Objectives: To evaluate usefulness and limit of HRT for determining allergen, we mainly compare the results of HRT and those of specific serum IgE (CAP-RAST
® (Pharmacia)) in allergic children.
Method: We measured HRT and CAP-RAST
® in 286 children, who were treated at our department as having bronchial asthma, atopic dermatitis or others.

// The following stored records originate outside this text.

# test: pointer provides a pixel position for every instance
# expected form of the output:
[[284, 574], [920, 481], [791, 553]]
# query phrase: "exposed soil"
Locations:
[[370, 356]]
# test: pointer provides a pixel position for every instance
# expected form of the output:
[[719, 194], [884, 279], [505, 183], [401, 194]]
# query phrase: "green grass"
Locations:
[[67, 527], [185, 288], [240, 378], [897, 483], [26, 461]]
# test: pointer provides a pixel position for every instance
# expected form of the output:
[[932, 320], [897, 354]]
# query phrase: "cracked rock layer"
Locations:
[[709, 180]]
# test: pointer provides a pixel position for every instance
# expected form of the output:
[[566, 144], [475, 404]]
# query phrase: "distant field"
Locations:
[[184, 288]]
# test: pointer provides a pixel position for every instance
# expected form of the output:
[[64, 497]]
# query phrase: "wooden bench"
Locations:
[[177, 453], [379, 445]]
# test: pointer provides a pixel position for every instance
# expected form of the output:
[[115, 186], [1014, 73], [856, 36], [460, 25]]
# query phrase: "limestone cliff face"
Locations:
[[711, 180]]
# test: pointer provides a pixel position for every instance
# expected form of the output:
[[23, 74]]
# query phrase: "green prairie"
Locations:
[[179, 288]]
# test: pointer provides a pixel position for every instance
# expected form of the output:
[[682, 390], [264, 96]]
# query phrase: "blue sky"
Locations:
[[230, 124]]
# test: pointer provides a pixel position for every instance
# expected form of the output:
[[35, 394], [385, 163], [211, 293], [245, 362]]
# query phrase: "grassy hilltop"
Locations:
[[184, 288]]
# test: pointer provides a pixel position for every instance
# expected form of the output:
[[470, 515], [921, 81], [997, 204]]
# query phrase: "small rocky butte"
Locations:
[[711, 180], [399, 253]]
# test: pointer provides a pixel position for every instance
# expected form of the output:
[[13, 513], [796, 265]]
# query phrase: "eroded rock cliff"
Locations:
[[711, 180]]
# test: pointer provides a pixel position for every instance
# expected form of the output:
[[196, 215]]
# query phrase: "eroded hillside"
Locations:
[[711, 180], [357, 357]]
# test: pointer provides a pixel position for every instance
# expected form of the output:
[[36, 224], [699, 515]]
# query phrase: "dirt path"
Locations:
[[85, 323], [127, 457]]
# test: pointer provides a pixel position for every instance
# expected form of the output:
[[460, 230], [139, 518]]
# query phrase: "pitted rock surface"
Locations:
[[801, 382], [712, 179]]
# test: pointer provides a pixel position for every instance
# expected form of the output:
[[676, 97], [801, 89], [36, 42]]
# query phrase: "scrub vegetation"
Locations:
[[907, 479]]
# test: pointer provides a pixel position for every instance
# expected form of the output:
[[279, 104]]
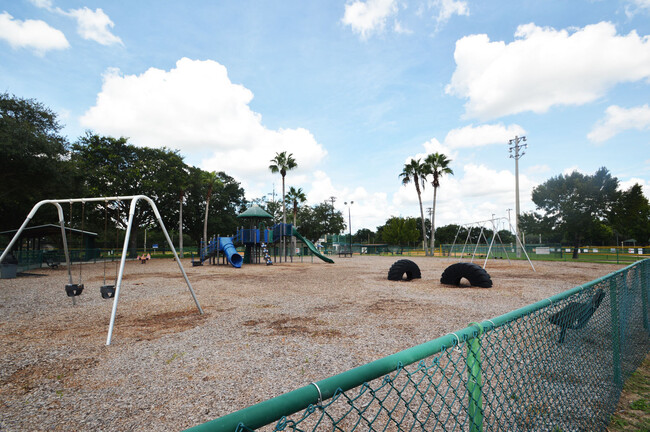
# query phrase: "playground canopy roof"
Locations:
[[255, 211]]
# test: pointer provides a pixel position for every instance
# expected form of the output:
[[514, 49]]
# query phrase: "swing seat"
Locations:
[[73, 290], [108, 291]]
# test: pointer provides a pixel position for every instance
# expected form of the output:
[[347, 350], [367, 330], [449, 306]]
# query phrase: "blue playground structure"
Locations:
[[258, 242], [214, 247], [259, 245]]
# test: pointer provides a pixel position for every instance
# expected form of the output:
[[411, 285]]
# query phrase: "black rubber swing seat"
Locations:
[[474, 273], [402, 268], [108, 291], [73, 290], [575, 315]]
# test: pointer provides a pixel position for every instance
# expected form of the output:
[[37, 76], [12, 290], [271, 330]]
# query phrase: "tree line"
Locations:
[[37, 162]]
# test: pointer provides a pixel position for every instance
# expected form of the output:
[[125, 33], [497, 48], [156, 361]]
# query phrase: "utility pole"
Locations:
[[430, 213], [517, 147], [332, 198]]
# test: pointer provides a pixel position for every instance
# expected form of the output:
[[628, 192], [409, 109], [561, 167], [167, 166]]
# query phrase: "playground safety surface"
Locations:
[[265, 331]]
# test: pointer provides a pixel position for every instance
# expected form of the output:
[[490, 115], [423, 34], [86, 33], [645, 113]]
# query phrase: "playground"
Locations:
[[265, 330]]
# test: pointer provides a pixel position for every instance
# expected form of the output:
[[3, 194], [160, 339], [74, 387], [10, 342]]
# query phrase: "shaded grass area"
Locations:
[[633, 411]]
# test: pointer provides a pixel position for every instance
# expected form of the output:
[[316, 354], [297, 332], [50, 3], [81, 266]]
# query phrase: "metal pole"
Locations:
[[514, 143], [616, 331], [475, 382]]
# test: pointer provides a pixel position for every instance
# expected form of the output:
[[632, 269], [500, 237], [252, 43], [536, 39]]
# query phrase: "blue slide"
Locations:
[[228, 248]]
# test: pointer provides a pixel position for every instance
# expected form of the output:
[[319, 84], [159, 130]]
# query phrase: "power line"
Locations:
[[517, 147]]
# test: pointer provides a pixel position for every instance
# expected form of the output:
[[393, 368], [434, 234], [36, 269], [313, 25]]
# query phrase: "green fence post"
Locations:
[[475, 382], [616, 331]]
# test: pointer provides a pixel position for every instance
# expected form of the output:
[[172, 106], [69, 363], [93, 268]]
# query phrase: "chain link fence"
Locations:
[[556, 365]]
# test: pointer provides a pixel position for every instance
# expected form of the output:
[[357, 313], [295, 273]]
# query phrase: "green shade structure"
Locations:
[[255, 211]]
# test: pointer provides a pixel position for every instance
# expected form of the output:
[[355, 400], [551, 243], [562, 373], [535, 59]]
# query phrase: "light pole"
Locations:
[[350, 223], [514, 145]]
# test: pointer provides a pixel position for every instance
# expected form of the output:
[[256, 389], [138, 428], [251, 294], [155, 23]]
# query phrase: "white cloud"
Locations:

Results: The positive rates of HRT and CAP-RAST
® were 22%, 52% in inhalant allergens, and 10%, 39% in food allergens, respectively. That is, the positive rate of HRT is lower than that of CAP-RAST
®, especially in egg white and mite at young age-group. This might suggest a necessity in reassessment of the level of cut off point of HRT in young-age group. Furthermore, it was demonstrated that the positive rates of HRT in food allergens were lower than those in inhalant allergens. Frequency in positive HRT was significantly higher in patients who treated with more than four kinds of drugs than those who treated with less than three kinds of drugs. Since patients who need many kinds of drugs to control their symptoms may have severe disease, the results suggest that HRT may reflect severity of allergic diseases.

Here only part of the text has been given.